Voor de reukstoffen, die gemengd werden met alcohol, parfums en bijbehoren moesten opleveren, was een reukspecialist in dienst. De neus van deze specialist was goud waard. Een door een smerig chemisch stofje verpeste reuk leidde minstens tot een week niet kunnen werken.
Reukstoffen werden gewonnen uit bijvoorbeeld treinladingen hyacintenbloemen. Smaakstoffen uit treinladingen sinaasappels en citroenen. Daarvan gebruikte men alleen de dunne buitenschillen. De witte vliezen bleven op het fruit achter. En wij konden, tegen betaling, geschilde sinaasappels en citroenen mee naar huis nemen. De trein bracht dus de grondstoffen aan. Er liep een bedrijvenspoor over de Nijverheidsweg. De trein reed langzaam, een “verkeersgeleider” met rode vlag liep mee om het verkeer bij de kruisingen tegen te houden. Binnen de poort lag een draaiplateau, waarop de locomotief met de hand gedraaid werd. Een imposant gezicht.
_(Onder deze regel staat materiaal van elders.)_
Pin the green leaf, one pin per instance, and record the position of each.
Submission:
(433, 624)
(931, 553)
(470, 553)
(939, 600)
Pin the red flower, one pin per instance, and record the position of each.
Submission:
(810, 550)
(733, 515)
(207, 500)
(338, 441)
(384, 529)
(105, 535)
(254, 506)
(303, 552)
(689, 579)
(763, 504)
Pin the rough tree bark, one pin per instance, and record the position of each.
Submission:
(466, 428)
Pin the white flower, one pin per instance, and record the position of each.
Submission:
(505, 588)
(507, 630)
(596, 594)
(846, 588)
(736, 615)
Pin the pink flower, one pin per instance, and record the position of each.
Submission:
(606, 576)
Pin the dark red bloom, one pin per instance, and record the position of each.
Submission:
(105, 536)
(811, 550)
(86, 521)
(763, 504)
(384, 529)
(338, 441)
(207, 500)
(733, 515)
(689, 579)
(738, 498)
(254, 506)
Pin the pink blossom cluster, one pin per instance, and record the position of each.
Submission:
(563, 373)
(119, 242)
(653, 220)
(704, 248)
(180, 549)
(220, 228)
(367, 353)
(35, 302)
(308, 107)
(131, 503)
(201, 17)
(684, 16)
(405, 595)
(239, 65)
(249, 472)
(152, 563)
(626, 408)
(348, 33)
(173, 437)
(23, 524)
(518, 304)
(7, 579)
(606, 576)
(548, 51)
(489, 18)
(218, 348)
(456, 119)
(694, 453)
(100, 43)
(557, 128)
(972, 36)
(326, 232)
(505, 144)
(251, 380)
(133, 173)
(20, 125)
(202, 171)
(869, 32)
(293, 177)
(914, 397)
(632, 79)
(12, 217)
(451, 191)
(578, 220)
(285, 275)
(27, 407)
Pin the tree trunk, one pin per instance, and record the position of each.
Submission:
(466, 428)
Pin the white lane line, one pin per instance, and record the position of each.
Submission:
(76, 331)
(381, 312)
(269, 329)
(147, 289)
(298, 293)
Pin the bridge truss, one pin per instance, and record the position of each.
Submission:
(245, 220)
De mensen die bij PFW werkten kon je soms mijlenver ruiken, afhankelijk van wat de fabriek maakte. Het analyselab analyseerde wat het researchlab uitvond. Gemorste maggi smaakstoffen kon je werkelijk straten ver ruiken. Alsof het in de voetstappen achtergebleven was. Leer, boeken en haren trokken allerlei geuren aan. Wij hadden geen douche in die tijd en diverse malen mocht ik van mijn moeder het huis niet in en moest mij in de schuur eerst wassen. Nu nog heb ik een camel leren tas en studieboeken waarin Polak nog duidelijk aanwezig is. De lucht gaat er nooit meer uit
Polak, zoals het was is er niet meer. Het bedrijf is naar Barneveld verhuisd. Maar ik heb nog mijn herinneringen aan de “goede oude tijd” die ik daar gehad heb.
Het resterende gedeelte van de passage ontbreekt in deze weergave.